Also on hand will be Mr. Wilson and Mr. Capshaw, better known as Tom Hanks and Steven Spielberg.

Barbra Streisand has "Meet the Fockers," her first film in years, coming out soon. And it is a return to antic comedy, too. (Maybe, a la the old "Garbo Talks" and "Garbo Laughs" campaigns, "Fockers" should tout itself as "Streisand Funny!") But for those who cherish Barbra the velvety singer, she has another treat as well. The star performs a duet on Kenny G.'s upcoming album from Arista, "At Last." She'll sing "The Music That Makes Me Dance." This was a great Bob Merrill/Jule Styne song from the stage version of "Funny Girl," but cut from the film.

Others contributing to Kenny's disc include Gladys Knight, LeAnn Rimes, OutKast with Earth, Wind & Fire as well as Chaka Khan.

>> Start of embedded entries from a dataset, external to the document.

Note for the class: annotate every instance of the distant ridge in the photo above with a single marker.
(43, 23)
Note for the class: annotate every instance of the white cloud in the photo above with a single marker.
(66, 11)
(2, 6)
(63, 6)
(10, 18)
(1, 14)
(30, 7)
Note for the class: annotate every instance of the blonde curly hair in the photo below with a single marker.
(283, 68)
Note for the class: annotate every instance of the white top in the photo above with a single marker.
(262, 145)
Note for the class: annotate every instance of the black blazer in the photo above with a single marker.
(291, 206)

Chaka fans might want to check out her terrific new CD of standards, "Classikhan."

So many are going this "real music" route -- Rod Stewart, of course, and more recently the fabulous Queen Latifah. There is hope for civilization, even though I tend to agree with the genius George Carlin that we are, generally, a civilization in decline.

More music news: Mariah Carey is out and about, looking good and looking confident. (At Usher's birthday party, she huddled and danced with Denzel Washington for most of the night.) Carey, who has seen her stock rise and fall and then rise again, is said to have a monster hit with her new album from Island Def Jam Records. And she hasn't even finished it yet! First listeners say it is "the strongest album of Mariah's career." In a career that has seen some stratospheric highs, that's saying a lot.

The label's honcho, LA Reid, has worked closely with Mariah on this effort, as has producer Jermaine Dupri. He has a hit with Usher and Alicia Keys.

I wish all the best for Mariah, a girl who has had her share of problems. She is, I think, essentially a young woman to whom fame -- in the person of career molder Tommy Mottola -- came too fast and too furious. Also, her 1994 Christmas album remains constantly in my CD player during the holiday season. It is my favorite Mariah recording. (Her "O Holy Night" is stupendous.)

Want to see big stars? The Stella by Starlight gala next Monday at the Pierre will blow the roof off as Warren Beatty steps up to receive from Arthur Penn, the Stella Adler Award to be given posthumously to Marlon Brando.